W.Va. official refutes Trump claim about ballot fraud

President Donald Trump and Democratic presidential candidate former Vice President Joe Biden participate in the first presidential debate Tuesday, Sept. 29, 2020, at Case Western University and Cleveland Clinic, in Cleveland. (Olivier Douliery/Pool vi AP)

CHARLESTON, W.Va. (AP) — West Virginia’s secretary of state on Wednesday refuted President Donald Trump’s claim that a postal worker in the state was “selling ballots,” while two U.S. senators expressed full confidence in the elections.

Trump’s remark during Tuesday’s presidential debate was referring to the case of postal worker Thomas Cooper, who pleaded guilty in July to attempted election fraud and injury to the mail after changing five ballot requests from Democrat to Republican. He also altered three other ballot applications by circling the word “Republican” in a different color ink than what was used on the forms, Secretary of State Mac Warner said in a written statement.

The attempted fraud was a “unique circumstance where a postal carrier altered absentee ballot applications, not ballots,” Warner said.

Trump said of ballots in West Virginia, “They’re being sold. They’re being dumped in rivers.” It was among several other false claims the president made about the nation’s election system at a time when many more people are trying to vote by mail because of the coronavirus pandemic.

“There is going to be a fraud like you’ve never seen,” Trump said.

Warner said that is not true. “Voters should be confident that this election will be safe, secure, and fair,” he said.

Republican U.S. Sen. Shelley Capito told reporters on a call that she had “full faith in the absentee ballots” being mailed out. Voters in the state have until Oct. 28 to apply for an absentee ballot for the November election.

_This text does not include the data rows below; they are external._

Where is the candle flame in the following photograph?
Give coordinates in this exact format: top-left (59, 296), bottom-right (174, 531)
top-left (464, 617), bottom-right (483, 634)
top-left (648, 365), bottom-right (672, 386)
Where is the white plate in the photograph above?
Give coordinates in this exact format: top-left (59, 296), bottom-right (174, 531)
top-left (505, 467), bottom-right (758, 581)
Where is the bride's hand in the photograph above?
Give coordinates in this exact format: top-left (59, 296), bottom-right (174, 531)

“A lot of states are going to go all mail-in, and I think it undermines the election to plant those seeds of doubt,” Capito said about Trump’s remarks.

The Republican secretary of state added that he shared Trump’s concerns about the potential for an increase in election fraud, but he said states can prevent it. In the West Virginia case, he said an “astute county clerk” identified the altered ballot applications and alerted Warner’s office.

Warner said an Election Anti-Fraud Task Force, which includes federal and state law enforcement, got a confession out of the mailman within days in May.

Democratic U.S. Sen. Joe Manchin also denounced Trump’s claims.

“There is no widespread voter fraud in West Virginia and any claim to the contrary is false,” he said in a written statement.